For anyone who feels current movies are too much of too much, that they are too gaudy, too over the top in their filmmaking, too stacked with jump cuts and narrative tricks and oblique camera angles, then, for God's sake, I direct you to French director Jean Pierre Melville's 1967 small masterpiece "Le Samourai" at once. Never in my movie-watching existence have I seen a movie so completely stripped of pomp. It's only circumstance. It's about only what it's about, which is to say it doesn't masquerade as anything beyond its most basic story.
It's difficult to review this film because in a review you're supposed to give some general sense of story and then hint at the bigger picture, except in "Le Samouri" there is no bigger picture. Let me try to explain: it opens with Jef Costello (Alain Delon) on his bed in his drab apartment indulging in a cigarette (which he will do quite often as the film progresses). He gets up. He leaves. He goes to a car. He gets in. He drives away. He arrives at a garage. A man switches out the car number and hands Jef a gun. Jef drives away again. He arrives at the apartment (Nathalie Delon) and only now - ten minutes in - does he speak. Then he leaves. He goes to another apartment. A poker game is in progress. He confirms how long they will be playing. He leaves. He goes to a nightclub. He sneaks into an office in back. He shoots a man. He leaves. He....wait, wait, wait, wait! He shot a man?! Yes. Yes, he did. I was matter of fact about it, just like the movie. The movie is insanely matter of fact. You want a show? Go to Vegas. "Le Samourai" is like the most inside-access documentary ever made.
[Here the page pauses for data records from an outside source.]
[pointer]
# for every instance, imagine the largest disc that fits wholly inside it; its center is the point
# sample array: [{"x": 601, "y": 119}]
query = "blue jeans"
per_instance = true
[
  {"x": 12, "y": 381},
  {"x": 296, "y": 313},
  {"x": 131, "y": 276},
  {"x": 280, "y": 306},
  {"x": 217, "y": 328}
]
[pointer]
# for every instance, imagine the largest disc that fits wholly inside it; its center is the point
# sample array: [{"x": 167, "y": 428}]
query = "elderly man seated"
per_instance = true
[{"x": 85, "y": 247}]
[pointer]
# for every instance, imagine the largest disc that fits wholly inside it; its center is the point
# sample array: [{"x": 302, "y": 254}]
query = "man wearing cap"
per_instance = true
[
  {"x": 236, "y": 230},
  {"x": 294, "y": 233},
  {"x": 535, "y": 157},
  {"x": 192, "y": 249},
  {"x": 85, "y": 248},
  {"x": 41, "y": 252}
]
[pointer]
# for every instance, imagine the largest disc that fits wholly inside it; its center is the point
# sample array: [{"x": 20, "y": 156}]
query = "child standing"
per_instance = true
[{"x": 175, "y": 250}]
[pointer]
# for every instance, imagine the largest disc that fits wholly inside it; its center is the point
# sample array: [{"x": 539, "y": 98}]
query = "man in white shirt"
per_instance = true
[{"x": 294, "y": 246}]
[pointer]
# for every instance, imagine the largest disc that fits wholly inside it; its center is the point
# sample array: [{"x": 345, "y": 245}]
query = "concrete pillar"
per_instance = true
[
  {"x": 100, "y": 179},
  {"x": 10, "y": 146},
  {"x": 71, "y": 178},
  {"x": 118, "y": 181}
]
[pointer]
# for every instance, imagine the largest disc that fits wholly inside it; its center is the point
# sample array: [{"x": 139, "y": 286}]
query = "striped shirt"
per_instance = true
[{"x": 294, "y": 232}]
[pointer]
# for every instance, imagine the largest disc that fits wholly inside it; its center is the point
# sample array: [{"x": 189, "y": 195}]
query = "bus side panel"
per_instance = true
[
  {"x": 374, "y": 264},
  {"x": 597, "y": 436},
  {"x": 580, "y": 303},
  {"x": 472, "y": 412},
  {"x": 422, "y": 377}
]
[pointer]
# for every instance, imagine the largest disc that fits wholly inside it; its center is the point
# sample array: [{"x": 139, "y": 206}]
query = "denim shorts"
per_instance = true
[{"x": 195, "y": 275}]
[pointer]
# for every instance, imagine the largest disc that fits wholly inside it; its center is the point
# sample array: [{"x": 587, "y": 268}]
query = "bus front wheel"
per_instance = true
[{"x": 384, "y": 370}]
There is one modern day movie I can think to compare it to and that's the Coen Brothers masterpiece from last year, "No Country For Old Men". Not all of the movie, mind you, but specifically many of the scenes involving Llewellyn Moss (Josh Brolin). Remember how often it just lets Llewellyn go about his business? The camera kicks back and watches how he sees the cars far below in the canyon. He checks it out. He finds the drug deal gone wrong. He finds the one guy who made it away from the scene. He waits him out. He finds the money. "Le Samourai" is this scene expanded over an hour and a half.
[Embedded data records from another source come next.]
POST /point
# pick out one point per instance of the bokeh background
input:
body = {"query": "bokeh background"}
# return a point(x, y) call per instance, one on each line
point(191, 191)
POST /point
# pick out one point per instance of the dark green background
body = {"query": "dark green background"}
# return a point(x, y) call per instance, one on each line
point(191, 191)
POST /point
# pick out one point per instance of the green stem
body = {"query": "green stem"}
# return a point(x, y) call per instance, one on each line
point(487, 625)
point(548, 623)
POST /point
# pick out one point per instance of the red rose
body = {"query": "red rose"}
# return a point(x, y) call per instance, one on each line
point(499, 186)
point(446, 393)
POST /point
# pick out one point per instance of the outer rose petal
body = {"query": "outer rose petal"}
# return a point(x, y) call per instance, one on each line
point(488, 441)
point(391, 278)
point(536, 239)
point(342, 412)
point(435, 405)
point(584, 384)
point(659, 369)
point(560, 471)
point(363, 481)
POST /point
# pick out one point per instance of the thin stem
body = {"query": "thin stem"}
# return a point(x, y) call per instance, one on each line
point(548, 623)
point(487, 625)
I'll sum it up this way, if a team of normal filmmakers and the minds behind "Le Samourai" were asked to make a film about a guy who steals some fireworks, shoots them off, runs away, and gets caught, the normal filmmakers would show the guy stealing fireworks from someone he used to know which would involve much dialogue relating to his moral dilemma and then spend five minutes showing the fireworks shoot off before having him run away with a girl who was impressed from afar by the fireworks leading her to approach him and ask his name and then take him to a nearby farmhouse to hide out in the attic before the authorities closed in at which point a lengthy shootout would occur before he gets run over by a tractor.
The makers of "Le Samourai", however, would show the guy steal fireworks, shoot them off, run away, and get caught. And it would be much more involving.